まだ4歳児のこの日のことは今でも鮮明に覚えている。
この日も幼稚園でお弁当が食べられなくってぐずぐずしてしまったのだった。
そうしたら先生が
「気持ち悪くなるのはあなたが気持ち悪くなる、気持ち悪くなるって思うから気持ち悪くなるのよ」
と言った。
今から思えば不安神経症の予期不安のメカニズムについて説明しようとしていたのかもしれないと思うけれど、そんなことを理解するにはまだ幼すぎた。
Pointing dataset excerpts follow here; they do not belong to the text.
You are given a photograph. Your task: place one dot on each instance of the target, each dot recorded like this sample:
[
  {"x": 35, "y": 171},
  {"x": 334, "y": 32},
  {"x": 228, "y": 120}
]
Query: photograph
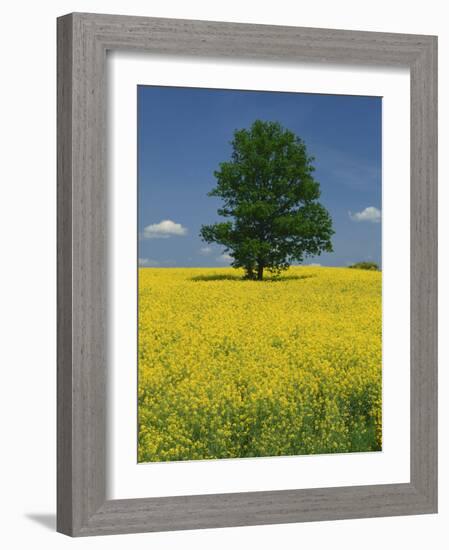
[{"x": 259, "y": 274}]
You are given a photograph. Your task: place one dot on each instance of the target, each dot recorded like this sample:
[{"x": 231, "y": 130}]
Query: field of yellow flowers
[{"x": 235, "y": 368}]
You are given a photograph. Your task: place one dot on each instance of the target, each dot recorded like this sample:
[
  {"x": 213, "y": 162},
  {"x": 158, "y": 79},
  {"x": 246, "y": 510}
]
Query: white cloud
[
  {"x": 163, "y": 230},
  {"x": 146, "y": 262},
  {"x": 224, "y": 259},
  {"x": 370, "y": 214}
]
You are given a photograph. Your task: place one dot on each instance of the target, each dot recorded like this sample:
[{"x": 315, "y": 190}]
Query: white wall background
[{"x": 27, "y": 287}]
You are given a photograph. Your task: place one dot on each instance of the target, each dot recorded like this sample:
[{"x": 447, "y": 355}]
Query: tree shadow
[{"x": 239, "y": 278}]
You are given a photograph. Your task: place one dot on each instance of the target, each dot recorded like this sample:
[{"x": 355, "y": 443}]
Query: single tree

ただ、わたしはその日まで、お弁当の時間に気持ち悪くなっちゃうこととかは、お医者さんとか誰かが治してくれるんだと思ってた。
それが、先生のこの一言で、
「えっ?おかしいのはわたしのせいなの?」
と、ぽーんと暗闇のなかに放り込まれた気分になった。
そして、これは自分が治さないと治らないもんなんだと幼いながらに思った。
自分が普通振舞ってると変なんだ。
じゃ、いったいわたしはどうしたらいいの?
もう誰にも頼れない。
自分には味方がいない、と思い込み、この日から自分の内面での大格闘がはじまったのだった。
親や先生たちは
「あなたにはちょっと変わってるところがあるけど、それは気にしないで、そのままでいいからね。」
ってさかんに言ってくれていた。
これはどうも当時通っていた病院が森田療法を取り入れているところで、
「ありのままの姿を受け入れる」
というのを伝えたかったのだと思うんだけど、やっぱりそんなことを理解するには幼すぎて、
ただ単に自分は変わってるんだ!
ということばっかりが頭にこびりついてしまった。
今では本人への障害の告知はひとつの大きなイベント?として、どうするべきかあれこれと悩まれているけれど、わたしの場合は、あまりにも無防備に告知されたようなもんだ。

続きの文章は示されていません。